From Acquisition to Integration: Scaling UpNest Across Realtor.com
How I led design through an acquisition and turned a single page integration into one of the highest-performing features.
Background
When Realtor.com acquired UpNest in 2022, I was already on the inside.
UpNest is a service that connects home sellers with agents who compete for their business through personalized proposals. I had been the lead designer at UpNest for the two years prior, and when the acquisition happened I joined the Realtor.com team to continue working on UpNest and support the integration.
Realtor.com was where people went to find a home. Helping them sell one was a different story. The challenge wasn't just technical; it was strategic: how do you surface a newly acquired service to millions of existing Realtor.com users without disrupting an experience people already trusted?
The Opportunity
Realtor.com's off-market property detail pages attracted a specific, high-intent audience: homeowners. People who landed on these pages were often looking at their own home's estimated value, its square footage, its last sale price, quietly asking themselves what it would take to sell.
The existing experience didn't meet them there. Before this project, the only connection between Realtor.com and UpNest was a handful of links and buttons scattered across the platform: low-visibility entry points that required users to seek out the service rather than encounter it naturally.
Worse, the traditional UpNest lead flow made users complete a multi-step questionnaire before seeing a single agent: address, estimated home value, selling timeline, name, email, phone. On a page where we already knew the address and could pull home value data from MLS sources, that form was unnecessary friction standing between a high-intent user and a relevant recommendation.
The Insight
Flip the flow. Show agents before asking for anything.

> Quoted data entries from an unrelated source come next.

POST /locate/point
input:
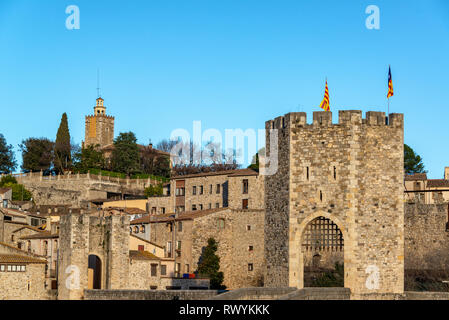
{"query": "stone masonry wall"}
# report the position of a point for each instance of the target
(355, 179)
(426, 237)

The core strategic decision was to flip the flow entirely. Rather than making users earn the right to see agents by filling out a form, we would show agent profiles immediately, dynamically fetched based on the property address, pulling from agents who had already set up automatic proposals through UpNest's price-tier system. Personal information (name, email, phone) would only be requested when a user actively clicked “View proposal” on a specific agent. A moment of expressed intent, not a toll at the entrance.
The Execution
Off-Market Property Page Agent Profiles Module
V1 — Proof of concept
The first version introduced agent profiles to Realtor.com's Off-Market Property Detail Pages for the first time. Real agent data (photo, name, brokerage, local sales count, years of experience) surfaced dynamically based on the property address. It was a significant leap from links and buttons, and the results reflected that immediately.
V2 — Consolidation
V1 validated that agent profiles worked. But looking at the page holistically, something else became clear: selling options were scattered. Home value estimate in one place, cash offer buried elsewhere, agent cards below the fold. Users had to scroll and piece together their own picture of what selling this home could look like.
V2 addressed this directly. I redesigned the page around a unified selling module, consolidating all selling options in one place and bringing agents above the fold for the first time. A third slot introduced a “Browse agents” button, intended to expand the visible agent pool through a modal.
V2 also marked a branding shift. Realtor.com transitioned these entry points from UpNest to RealChoice Selling, its unified identity for seller services. You'll see that reflected in the designs from here on.
V3 — Refinement through data
Analytics told a clear story: the “Browse agents” button wasn't getting the engagement we expected. Users weren't clicking through to see more agents; they were making decisions based on the two visible profiles already in front of them. Rather than pushing users toward a larger list they weren't asking for, I replaced the third slot with value props reinforcing why they should engage with the agents already visible.
The Impact
277%
Increase in lead volume at V1 launch
+73%
Improvement in lead submission rate
+23%
Further increase in lead submission rate
Became one of the top sources of leads across both UpNest and Realtor.com, and proved a concept that would scale across the entire platform.
Agent Profiles Everywhere
The success of the Off-Market Property Detail Page integration prompted a broader initiative: if agent profiles worked in one high-intent context, where else on Realtor.com could they create value?
I led the design of agent profile placements across three additional surfaces, each requiring the component to adapt to a different context, user intent, and surrounding layout, while keeping the experience consistent and recognizable.
RealChoice Selling Landing Page
Agent profiles integrated directly into the dedicated RealChoice Selling landing page, reinforcing the value proposition with real, local agent data at the very top of the funnel. This placement is live on Realtor.com today.
Search Results Page
Agent cards surfaced inline within property search results, reaching potential sellers earlier in their browsing journey, before they'd landed on any specific property.
News & Insights Articles
A contextual widget embedded within Realtor.com editorial content, connecting readers already engaged with local market data to agents in their area.
Reflection
This project reinforced that starting small is a strategy, not a compromise. Links and buttons first. One page. Measure. Then scale. Every iteration was more informed because the previous one had taught us something we couldn't have predicted in advance, including that users didn't want more agents to browse. They wanted confidence in the ones already in front of them.
It also marked a shift in how I worked. The acquisition took me from being the only designer in the room to being part of an organization with over 50 designers, a design manager, a VP, and a dedicated Design Systems team. It was a different kind of challenge, and a valuable one. Working within a more structured environment taught me things I couldn't have learned on my own.